Charlotte Ashley-Roberts My family’s motto growing up was ‘if at first you don’t succeed, give up’ it was intended to be humorous but I realised I was using it as a limiting belief. I had to change my perception to acknowledge that we all fail at stuff and we learn best from our failures.

Just because it didn’t work last year, doesn’t mean it won’t this year. You’re not the same person as you were and it’s unlikely you’d do it exactly the same way…

Helen Lindop Thanks Charlie, yes logically I know I have different strategy this year and there are good reasons why some things didn’t work last year, it’s just a question of telling the gremlin to shut up on a fairly regular basis.

David Brown That’s great news Helen. Yes, telling my Gremlin to shut up is a pretty regular occurrence and can be quite embarrassing in public sometimes.

Charlotte Ashley-Roberts What did you learn from your biggest failure and how can we ensure we see the lesson and learn from it?

David Brown Aaaaaah. Juicy. Thanks Charlotte. A recent revelation has been the slow demise of my martial arts business. I noticed I was losing clients who came for martial arts training and for ages I struggled to work out why. Then I realised, I was doing with them what I WANTED to do,not what they wanted to do. I was bored with what they wanted to do and I had moved on. Now, I have a really brilliant guy who does the martial arts bit. He’s much better at that than I ever was and he’s 20 years younger and hasn’t been teaching it for 25 years. Now I do the life coaching bit which is where I am really happy and people get much more of what they really want. Now the business has a far greater range and growing in both areas at the same time.
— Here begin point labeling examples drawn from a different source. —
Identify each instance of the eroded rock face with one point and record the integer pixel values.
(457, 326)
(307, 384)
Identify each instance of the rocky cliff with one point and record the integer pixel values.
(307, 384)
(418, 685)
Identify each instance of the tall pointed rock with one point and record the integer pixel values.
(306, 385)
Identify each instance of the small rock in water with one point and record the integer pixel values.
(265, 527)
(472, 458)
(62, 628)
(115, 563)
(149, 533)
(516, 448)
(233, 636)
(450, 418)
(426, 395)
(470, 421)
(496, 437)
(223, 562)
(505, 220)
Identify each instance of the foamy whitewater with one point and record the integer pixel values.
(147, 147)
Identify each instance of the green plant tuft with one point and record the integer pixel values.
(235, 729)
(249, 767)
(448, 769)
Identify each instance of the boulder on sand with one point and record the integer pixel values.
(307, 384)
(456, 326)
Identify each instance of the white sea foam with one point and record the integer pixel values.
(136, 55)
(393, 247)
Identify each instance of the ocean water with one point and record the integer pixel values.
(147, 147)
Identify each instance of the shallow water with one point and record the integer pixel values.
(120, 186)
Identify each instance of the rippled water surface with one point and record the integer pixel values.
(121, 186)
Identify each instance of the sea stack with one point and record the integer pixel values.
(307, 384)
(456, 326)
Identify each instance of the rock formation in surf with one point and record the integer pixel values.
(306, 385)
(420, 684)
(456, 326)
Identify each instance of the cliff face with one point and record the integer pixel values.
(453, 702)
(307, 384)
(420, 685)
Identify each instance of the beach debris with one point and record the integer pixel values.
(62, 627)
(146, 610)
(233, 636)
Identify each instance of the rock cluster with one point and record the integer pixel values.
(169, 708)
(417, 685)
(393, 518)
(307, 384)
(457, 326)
Take time to savour positive experiences

Louise Moles What do you feel when you experience failure? How does emotional intelligence help with celebrating?
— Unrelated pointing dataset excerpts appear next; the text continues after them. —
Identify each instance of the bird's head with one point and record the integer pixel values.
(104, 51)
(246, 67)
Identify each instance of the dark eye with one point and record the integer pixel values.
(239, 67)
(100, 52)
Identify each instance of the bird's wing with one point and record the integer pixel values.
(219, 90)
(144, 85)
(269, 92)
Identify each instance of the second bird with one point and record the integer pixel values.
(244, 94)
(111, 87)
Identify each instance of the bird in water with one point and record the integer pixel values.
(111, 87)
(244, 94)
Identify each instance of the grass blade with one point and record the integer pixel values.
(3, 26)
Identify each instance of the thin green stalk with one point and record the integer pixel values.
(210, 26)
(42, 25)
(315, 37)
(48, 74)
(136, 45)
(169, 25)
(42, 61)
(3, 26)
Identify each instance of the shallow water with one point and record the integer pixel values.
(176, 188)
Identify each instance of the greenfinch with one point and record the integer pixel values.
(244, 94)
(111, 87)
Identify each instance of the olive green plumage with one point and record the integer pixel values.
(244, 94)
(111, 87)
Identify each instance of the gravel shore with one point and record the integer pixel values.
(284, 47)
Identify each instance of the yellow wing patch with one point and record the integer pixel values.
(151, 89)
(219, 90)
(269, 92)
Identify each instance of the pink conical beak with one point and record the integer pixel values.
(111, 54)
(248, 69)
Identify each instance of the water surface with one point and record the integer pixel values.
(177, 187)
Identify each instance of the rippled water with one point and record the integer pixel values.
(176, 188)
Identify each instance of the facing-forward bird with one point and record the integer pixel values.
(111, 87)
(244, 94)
David Brown Great question Louise Moles. I usually start with feeling pissed off. Can I swear on AtE? Then my saboteur kicks in and starts hauling me all over the coals about being good enough, liked enough…. you get the idea? Once I get the saboteur under control, I can begin to deconstruct what happened, what can be done better etc. Then I try again. I fail more than I succeed. I think that is the nature of growth. Given that failure is the majority experience, learning from those mistakes without self- judgement and self-recrimination is essential.

Celebration is an important part of resilience. In positive psychology, it’s called “savouring”. I wrote a Drive blog about it last year. Taking time to savour a positive experience makes it stick in the brain. Without that savouring or celebrating conscious choice, that positive experience has little positive effect in the brain. Savouring actually changes your brain structure and chemistry. Powerful stuff.